In this study, a high CMI (CMI ≥ 1.0031) was identified as a risk factor for MBAD, suggesting that CMI might influence the occurrence of MBAD. As CMI serves as a novel and comprehensive measure of obesity and lipid metabolism, we propose the following hypothesis to explain the relationship between CMI and MBAD. Adipose tissue releases cytokines such as IL‐1β, TNF‐α, and IL‐6, which suppress the hypothalamic–pituitary–testicular (HPT) axis, resulting in reduced production of testosterone [26]. Dyslipidemia is characterized by increased levels of TG‐rich lipoproteins and decreased levels of HDL‐C [27]. High levels of TGs, LDL‐C, and TC lead to oxidative stress, which can negatively affect male reproductive function and may cause MBAD by directly or indirectly affecting the HPT axis and decreasing testosterone levels [28, 29]. Aromatase (CYP19A1) in adipose tissue converts testosterone to estradiol (E2), decreasing beneficial testosterone levels and promoting fat accumulation. The increased estrogen exerts negative feedback on the hypothalamus, inhibiting the secretion of gonadotropin‐releasing hormone (GnRH) [30]. Excess estrogen leads to underproduction of luteinizing hormone (LH) and follicle‐stimulating hormone (FSH) for steroidogenesis and induces systemic inflammation, negatively affecting the production of testicular steroids [31]. Obesity can increase leptin secretion from adipose tissue [32]. High leptin levels cause central leptin resistance in the hypothalamic–pituitary gland, inhibiting the secretion of GnRH and LH and reducing the sensitivity of Leydig cells to LH [33]. The relationship between CMI and MBAD appears to be influenced by multiple pathways; however, the precise underlying mechanism warrants further investigation.
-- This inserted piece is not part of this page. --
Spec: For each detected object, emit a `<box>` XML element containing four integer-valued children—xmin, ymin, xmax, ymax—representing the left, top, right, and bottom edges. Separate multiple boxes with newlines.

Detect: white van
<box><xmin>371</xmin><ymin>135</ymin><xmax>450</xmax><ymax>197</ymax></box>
Both CMI and TD are related to many diseases. This study demonstrated a positive relationship between CMI and the risk of MBAD, the pre‐TD stage. Future studies should focus on investigating the mediatory role of CMI in the relationship between MBAD and other diseases or the mediatory role of MBAD in the relationship between CMI and other diseases.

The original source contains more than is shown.